Ese día fatídico Julián Andrés había emprendió su última batalla. Como aquellas en las que había participado Aureliano Buendía, con el deseo incesante de no rendirse ante la adversidad. Aquel 2 de diciembre de 2019, el hijo amado, el líder social, el profesor de futbol, el portador de mensajes, el excelente estudiante, el joven soñador Julián Andrés… perdió la vida a causa de la insensatez de un Estado opresor. Al igual que Gonzalo Arango sobre Desquite[2], me pregunto sobre la tumba de Julián Andrés en el cementerio San Javier: “¿no habrá manera de que Colombia, en vez de matar a sus hijos, los haga dignos de vivir?”.

Hoy, en el segundo aniversario de su muerte, Julián Andrés sigue presente en mis pensamientos. Me cuestiono sobre ese joven propositivo de espíritu rebelde; pues él era sin lugar a dudas un gran líder. Su partida es y será siempre una perdida invaluable para la sociedad. Pero su ausencia nos recordará que somos los responsables del cambio y que debemos realizar acciones concretas para transformar la realidad. El legado de Julián Andrés estará siempre presente en los actos diarios y desinteresados que realicemos con amor por el otro.
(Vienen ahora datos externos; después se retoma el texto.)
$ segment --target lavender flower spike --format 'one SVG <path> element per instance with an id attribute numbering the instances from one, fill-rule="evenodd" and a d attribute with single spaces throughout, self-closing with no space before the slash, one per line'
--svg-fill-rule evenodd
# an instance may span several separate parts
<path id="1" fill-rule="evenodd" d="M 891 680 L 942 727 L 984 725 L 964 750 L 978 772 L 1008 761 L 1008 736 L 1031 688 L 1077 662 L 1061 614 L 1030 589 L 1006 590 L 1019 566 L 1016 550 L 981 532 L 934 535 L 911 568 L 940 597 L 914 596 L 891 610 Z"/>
Seguir su lucha de tener un país más justo y digno hará que su memoria nos habite siempre.

 

[1] Elegía a Desquite. Obra negra. Santa Fe de Bogotá, Plaza & Janés, primera edición en Colombia, abril de 1993, p.p.: 42 – 44.

[2]  Elegía a Desquite. Obra negra. Santa Fe de Bogotá, Plaza & Janés, primera edición en Colombia, abril de 1993, p.p.: 42 – 44.